Dicklitch argues that the woman took part in the circumcision under duress. And her new family circumstances should bolster her case. She is now married to a family friend from Sierra Leone, who came to the U.S. legally. Their two daughters are U.S. citizens. The girls would be separated from their mother if she is deported, or face the risk of forced circumcisions themselves if they go with her to Sierra Leone.
Stephen was in the delivery room for the recent birth of the woman’s second daughter.
“I don’t think blood defines family,” she said. “I didn’t know when I walked into that class I would get a sister, two nieces and a brother-in-law. She’s changed all of our lives, and I think the class has as well.”
Marks joined AmeriCorps after graduating, serving one stint at an inner-city school in Philadelphia and a second building trails in Montana. She recently earned a master’s degree in international human rights, and may join the Peace Corps in Africa.
Stephen, by contrast, became disillusioned. She is now studying interior design in a graduate program at Drexel University.
“Initially I wanted to go to law school,” Stephen said. “I became jaded of the scenario and a little bit discouraged by what I saw. … I’m going to let Morgan save the world.”
Dicklitch co-teaches the Human Rights seminar with immigration lawyer Megan Breamer of the Lutheran Immigration and Refugee Service. It’s not offered this spring. Instead, Dicklitch will have her international studies class work with local churches on refugee resettlement. Hundreds of sponsored families are settling in the Lancaster area, many from Bhutan and Burma, she said.

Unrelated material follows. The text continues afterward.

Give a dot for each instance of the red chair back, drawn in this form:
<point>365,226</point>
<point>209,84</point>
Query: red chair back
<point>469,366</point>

She’ll also be following the student asylum cases set for hearings this spring, one involving a teen stowaway from the Ivory Coast.
Her F&M students over a decade have worked with asylum-seekers from 35 countries. In her view, colleges should not be “just these ivory towers that don’t really do anything.”
“Most people think when you teach international politics, you can’t do anything locally,” Dicklitch said. “You can work locally and make an impact globally, too. Not to mention personally.”